As they walk, Laura's mind drifts back to the distant world of this morning - the feel of her skin against the cold handle of the bathroom door, the soft blush of her breath on the mirror, the emptiness she had registered when she gazed into her pale eyes. This morning there had seemed so little point to anything, so little purpose, and yesterday morning and countless mornings before, but this morning was different. This morning she had run out of shampoo.

A man in a thick, navy overcoat fumbled past her as she negotiated the heavy door to the shop. His breath acrid, he hissed frustration and bundled his bags of shopping around her and out, leaving her inwardly broken and close to giving up. Somehow she made it to the correct shelf - a monumental effort - and was about to place the bottle of own-brand shampoo in her basket when a voice rang out. Femi's voice.

"Oh no, don't get that one."

"Sorry?" Laura replied, half a question, half an apology for existing. Her hand faltered between the basket and the shelf.

"You don't want to buy that brand, it's full of chemicals. They're bad for your hair, and you've got such nice hair."

A giddy nausea rose in Laura. She was noticed, she was someone. She had nice hair. Curling a lock of it around her fingers, she firmly placed the shampoo back on the shelf.

"This one is better." Femi proffered an alternative and Laura took it reverently from her.

"See," Femi continued insistently, indicating the label, "'This product contains absolutely no chemicals'. It's much better for you. Have you heard of reiki?"

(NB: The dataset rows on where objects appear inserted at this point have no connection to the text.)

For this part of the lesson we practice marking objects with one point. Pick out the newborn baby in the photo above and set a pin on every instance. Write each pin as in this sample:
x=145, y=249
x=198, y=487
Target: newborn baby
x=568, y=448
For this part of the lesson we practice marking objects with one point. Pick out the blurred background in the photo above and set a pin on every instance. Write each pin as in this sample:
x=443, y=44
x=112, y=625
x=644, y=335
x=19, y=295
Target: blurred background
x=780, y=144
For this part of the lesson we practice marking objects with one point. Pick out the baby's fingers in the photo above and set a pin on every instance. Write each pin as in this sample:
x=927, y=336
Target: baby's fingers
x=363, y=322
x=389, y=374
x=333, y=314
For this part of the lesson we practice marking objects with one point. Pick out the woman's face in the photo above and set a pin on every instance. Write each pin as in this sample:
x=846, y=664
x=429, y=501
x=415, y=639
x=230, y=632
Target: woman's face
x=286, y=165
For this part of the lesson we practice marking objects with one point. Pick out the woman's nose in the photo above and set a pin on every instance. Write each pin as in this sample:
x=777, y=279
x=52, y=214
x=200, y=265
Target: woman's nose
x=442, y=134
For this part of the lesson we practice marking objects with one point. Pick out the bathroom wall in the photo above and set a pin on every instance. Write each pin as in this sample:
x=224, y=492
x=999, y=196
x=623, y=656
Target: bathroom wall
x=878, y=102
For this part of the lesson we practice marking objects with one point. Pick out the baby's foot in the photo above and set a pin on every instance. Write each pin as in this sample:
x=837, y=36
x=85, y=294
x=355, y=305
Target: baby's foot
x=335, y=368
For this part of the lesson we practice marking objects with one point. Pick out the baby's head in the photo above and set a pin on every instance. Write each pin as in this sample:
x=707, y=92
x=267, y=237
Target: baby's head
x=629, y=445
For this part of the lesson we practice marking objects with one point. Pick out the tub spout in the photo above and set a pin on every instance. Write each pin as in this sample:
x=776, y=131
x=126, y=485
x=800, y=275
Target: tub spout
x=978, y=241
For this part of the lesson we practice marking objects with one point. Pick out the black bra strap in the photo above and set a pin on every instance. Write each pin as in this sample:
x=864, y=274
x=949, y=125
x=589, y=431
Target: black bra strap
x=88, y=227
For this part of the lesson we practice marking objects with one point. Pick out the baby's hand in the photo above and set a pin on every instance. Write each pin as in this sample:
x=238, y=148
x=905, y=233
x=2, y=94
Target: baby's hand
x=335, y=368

That was Laura's new beginning, a rebirth of sorts, and now they are here, a few hours later, walking through the city, united in their movements, framed by the warm glow of their skin smarting in the cold air. As they walk, a rare unbidden thought comes to Laura, transitory, replaced in an instant by the drowning buzz of contentment - when you are looking you will always find something, even if what you find is not what you were looking for.